A free webinar on May 15, 2021, features some of the scientists. https://scientificandmedical.net/events/gayle-kimball/
Gayle Kimball interviewed 65 visionary scientists, leaders in the Consciousness Movement, to learn what their research findings reveal about reality. She also asked about their personal development to discover why they’re so brave as they challenge the dominant materialist paradigm.
The three books in the Mysteries Trilogy explore how consciousness shapes reality, enables healing and provides access to knowledge from beyond the physical senses. The visionary scientists conclude that we are more than our physical bodies with more potential than we realize and that science needs to expand to account for consciousness.
Common themes that surfaced about these pioneers indicate that the visionary scientists are highly intelligent and did well in school and university, as you would expect. The majority were first-born in their families (35 compared to 26 latter-born). Most of the US scientists grew up on the East or West Coast or live there now, with a few exceptions, such as some born in the Midwestern states like Ohio. Others grew up in the UK or Canada and one each in Germany, Brazil and the Netherlands (Bernardo Kastrup), Italy, or Greece. Some are first-generation with parents from India, Latvia, Palestine, and Ireland, demonstrating the rich contributions provided by immigrant families. Some had health or family problems in their youth that motivated their search for understanding.

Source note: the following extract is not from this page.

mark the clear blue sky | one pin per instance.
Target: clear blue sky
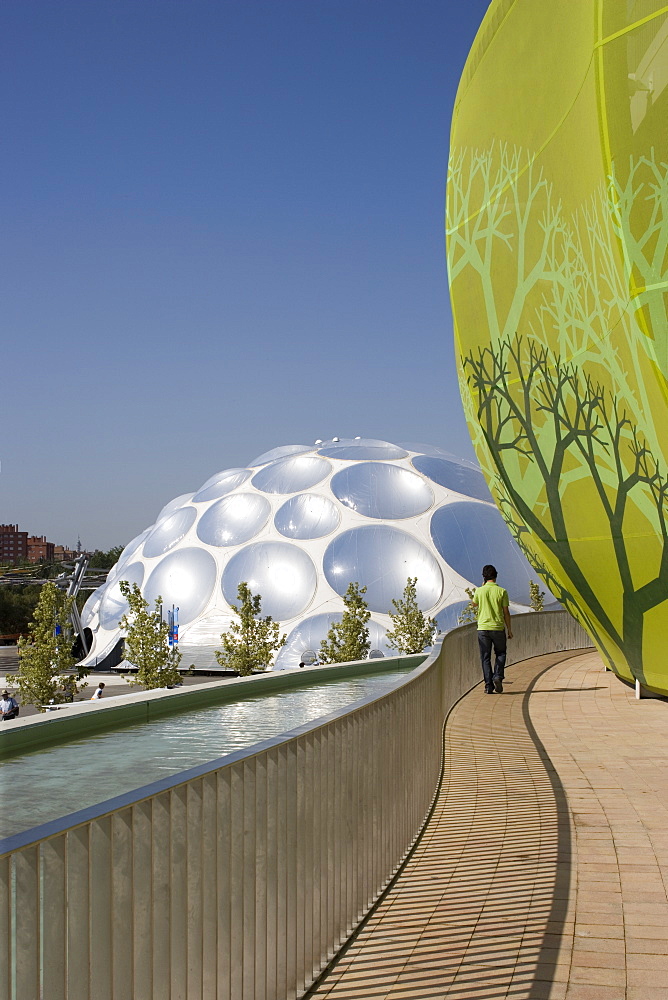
(222, 231)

Some of the visionary scientists had unexpected and transformative mystical experiences, like physicians John Ryan* and Richard Moss,* physicist Jude Currivan,* psychologist Steve Taylor,* and linguist J.J. Hurtak.* For a few, an NDE was transformative, such as for Eben Alexander,* Joyce Hawkes, and Marilyn Mandela Schlitz.* Family influences included visionary mothers for James Carpenter,* David Lorimer,* Judith Swack,* Christine Simmonds-Moore* and John Kruth,* or an influential sibling for Marjorie Woollacott,* David Muehsam,* Mary Rose Barrington,* and Larry Burk.* Psychedelic drugs influenced scientists like Susan Blackmore* and David Luke.* Having his “bad back” healed by a man he met while lifeguarding at a swimming pool led William Bengston* to research healing, and an injury led Richard Hammerschlag* to study acupuncture. Overall, curiosity about reality and the willingness to study the data was the main motivation to follow the evidence, however much in conflict with the materialist belief system.